I need some help as I am following the detectron2 script and produced my own training script for this using the given components. I have some agriculture images. The issue is loss starts at 1.7 and be at 1.4 even after 500 epochs. What can be done for this


import sys
import os
import torch
sys.path.insert(0, os.path.abspath("./detectron2"))
from detectron2 import config, modeling
from detectron2.checkpoint import DetectionCheckpointer
from lightly.data import LightlyDataset
# from lightly.loss import SupConLoss
# from lightly.loss import NTXentLos
from lightly.loss import NTXentLoss
from lightly.models.modules import SimCLRProjectionHead
from lightly.transforms import SimCLRTransform

class SelectStage(torch.nn.Module):
    def __init__(self, stage: str = "res5"):
        super().__init__()
        self.stage = stage

    def forward(self, x):
        return x[self.stage]

class Detectron2LightlyTrainer:
    def __init__(self, data_path, cfg_path, device, batch_size, input_size, num_ftrs, max_epochs, lr, temperature):
        self.data_path = data_path
        self.cfg_path = cfg_path
        self.device = device
        self.batch_size = batch_size
        self.input_size = input_size
        self.num_ftrs = num_ftrs
        self.max_epochs = max_epochs
        self.lr = lr
        self.temperature = temperature

    def setup_model(self):
        cfg = config.get_cfg()
        cfg.merge_from_file(self.cfg_path)
        cfg.MODEL.DEVICE = self.device
        cfg.MODEL.WEIGHTS = ""
        cfg.INPUT.FORMAT = "RGB"
        self.model = modeling.build_model(cfg)
        self.simclr_backbone = torch.nn.Sequential(
            self.model.backbone.bottom_up,
            SelectStage("res5"),
            torch.nn.AdaptiveAvgPool2d(1)
        ).to(self.device)
        self.projection_head = torch.nn.Sequential(
            SimCLRProjectionHead(input_dim=self.num_ftrs, hidden_dim=self.num_ftrs*2, output_dim=128),
            torch.nn.BatchNorm1d(128)
        ).to(self.device)

    def setup_data_loader(self):
        transform = SimCLRTransform(input_size=self.input_size)
        dataset = LightlyDataset(input_dir=self.data_path, transform=transform)
        self.dataloader = torch.utils.data.DataLoader(
            dataset,
            batch_size=self.batch_size,
            shuffle=True,
            drop_last=True,
            num_workers=8
        )

    def train(self):
        self.setup_model()
        self.setup_data_loader()
        criterion =  NTXentLoss(temperature=self.temperature)
        optimizer = torch.optim.Adam(
            list(self.simclr_backbone.parameters()) + list(self.projection_head.parameters()),
            lr=self.lr
        )
        scheduler = torch.optim.lr_scheduler.ReduceLROnPlateau(optimizer, 'min', factor=0.5, patience=5, min_lr=1e-6)

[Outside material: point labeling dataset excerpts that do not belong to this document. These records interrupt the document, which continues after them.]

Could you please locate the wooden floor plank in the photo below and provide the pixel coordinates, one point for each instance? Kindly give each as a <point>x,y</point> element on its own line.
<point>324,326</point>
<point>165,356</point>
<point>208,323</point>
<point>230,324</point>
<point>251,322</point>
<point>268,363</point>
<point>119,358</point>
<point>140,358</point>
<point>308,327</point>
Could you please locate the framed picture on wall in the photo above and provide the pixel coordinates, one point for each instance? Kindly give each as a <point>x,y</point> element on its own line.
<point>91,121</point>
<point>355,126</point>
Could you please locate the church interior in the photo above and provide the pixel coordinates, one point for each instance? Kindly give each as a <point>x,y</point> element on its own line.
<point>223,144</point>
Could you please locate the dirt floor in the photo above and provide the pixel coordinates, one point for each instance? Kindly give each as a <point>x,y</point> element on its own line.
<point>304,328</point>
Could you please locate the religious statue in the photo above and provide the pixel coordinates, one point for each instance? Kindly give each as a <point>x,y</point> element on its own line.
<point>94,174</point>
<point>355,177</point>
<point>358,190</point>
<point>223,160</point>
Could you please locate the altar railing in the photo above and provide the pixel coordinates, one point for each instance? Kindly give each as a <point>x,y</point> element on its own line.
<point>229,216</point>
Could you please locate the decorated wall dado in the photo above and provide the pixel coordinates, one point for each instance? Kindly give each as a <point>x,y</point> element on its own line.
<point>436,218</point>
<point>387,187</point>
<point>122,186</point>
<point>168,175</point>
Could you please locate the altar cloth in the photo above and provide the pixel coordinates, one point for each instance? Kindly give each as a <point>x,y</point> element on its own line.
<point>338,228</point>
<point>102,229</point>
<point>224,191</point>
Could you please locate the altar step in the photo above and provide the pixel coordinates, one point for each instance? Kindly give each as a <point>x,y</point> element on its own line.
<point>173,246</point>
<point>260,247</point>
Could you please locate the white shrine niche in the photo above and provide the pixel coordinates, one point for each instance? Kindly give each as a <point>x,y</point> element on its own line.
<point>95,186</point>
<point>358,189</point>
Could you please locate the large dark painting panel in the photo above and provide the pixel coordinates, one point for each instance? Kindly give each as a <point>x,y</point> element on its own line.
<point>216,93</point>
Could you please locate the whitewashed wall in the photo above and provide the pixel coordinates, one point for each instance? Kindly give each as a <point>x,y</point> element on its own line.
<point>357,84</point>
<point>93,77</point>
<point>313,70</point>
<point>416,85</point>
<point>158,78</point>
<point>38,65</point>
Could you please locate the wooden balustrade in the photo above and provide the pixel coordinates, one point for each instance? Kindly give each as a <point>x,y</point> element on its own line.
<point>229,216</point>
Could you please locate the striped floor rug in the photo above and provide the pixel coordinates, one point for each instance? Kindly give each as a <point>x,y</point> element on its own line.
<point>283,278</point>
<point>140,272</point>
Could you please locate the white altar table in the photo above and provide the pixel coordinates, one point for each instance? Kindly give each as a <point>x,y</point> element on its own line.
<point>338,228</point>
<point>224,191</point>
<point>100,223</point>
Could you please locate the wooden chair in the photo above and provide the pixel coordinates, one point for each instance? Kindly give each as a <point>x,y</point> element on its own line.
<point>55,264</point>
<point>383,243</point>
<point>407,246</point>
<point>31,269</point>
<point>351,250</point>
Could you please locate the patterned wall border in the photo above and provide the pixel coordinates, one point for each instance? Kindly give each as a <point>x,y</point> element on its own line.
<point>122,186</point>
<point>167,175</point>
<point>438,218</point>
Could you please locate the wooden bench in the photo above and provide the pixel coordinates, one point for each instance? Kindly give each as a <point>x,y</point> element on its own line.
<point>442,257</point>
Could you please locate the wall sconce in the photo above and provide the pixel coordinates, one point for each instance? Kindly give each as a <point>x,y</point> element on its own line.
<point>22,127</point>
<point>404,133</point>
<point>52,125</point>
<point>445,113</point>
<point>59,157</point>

        for e in range(self.max_epochs):
            mean_loss = 0.0
            for (x0, x1), _, _ in self.dataloader:
                x0, x1 = x0.to(self.device), x1.to(self.device)
                y0 = self.projection_head(self.simclr_backbone(x0).flatten(start_dim=1))
                y1 = self.projection_head(self.simclr_backbone(x1).flatten(start_dim=1))
                loss = criterion(y0, y1)
                loss.backward()
                optimizer.step()
                optimizer.zero_grad()
                mean_loss += loss.detach().cpu().item() / len(self.dataloader)
            scheduler.step(mean_loss)
            print(f"[Epoch {e:2d}] Mean Loss = {mean_loss:.4f}")

    def save_model(self):
        self.model.backbone.bottom_up = self.simclr_backbone[0]
        checkpointer = DetectionCheckpointer(self.model, save_dir="./")
        checkpointer.save("my_model")

if __name__ == '__main__':
    trainer = Detectron2LightlyTrainer(
        data_path = "/home/biosense/Documents/Rana/Ronit/Yolo-Train_dup/semi",
        cfg_path = "/home/biosense/Documents/Rana/Ronit/Self-Supervised/detectron2-multiband/configs/Base-RCNN-FPN.yaml",
        device="cuda" if torch.cuda.is_available() else "cpu",
        batch_size = 4 ,
        input_size = 600,
        num_ftrs  = 2048,
        max_epochs = 100, 
        lr =  1e-4,
        temperature=0.5

        )

    trainer.train()
    trainer.save_model()
guarin commented 1 month ago

Looking at your script you should first try to increase the batch size. SimCLR works best with large batch sizes. I would also suggest to reduce temperature to 0.1.

ronit450 commented 1 month ago

tried, I have 1500 unlabeled images, I tried with 64 batch size, let me reduce temperature to 0.1

guarin commented 4 days ago

I'll close this issue for now, feel free to reopen if you have more questions :)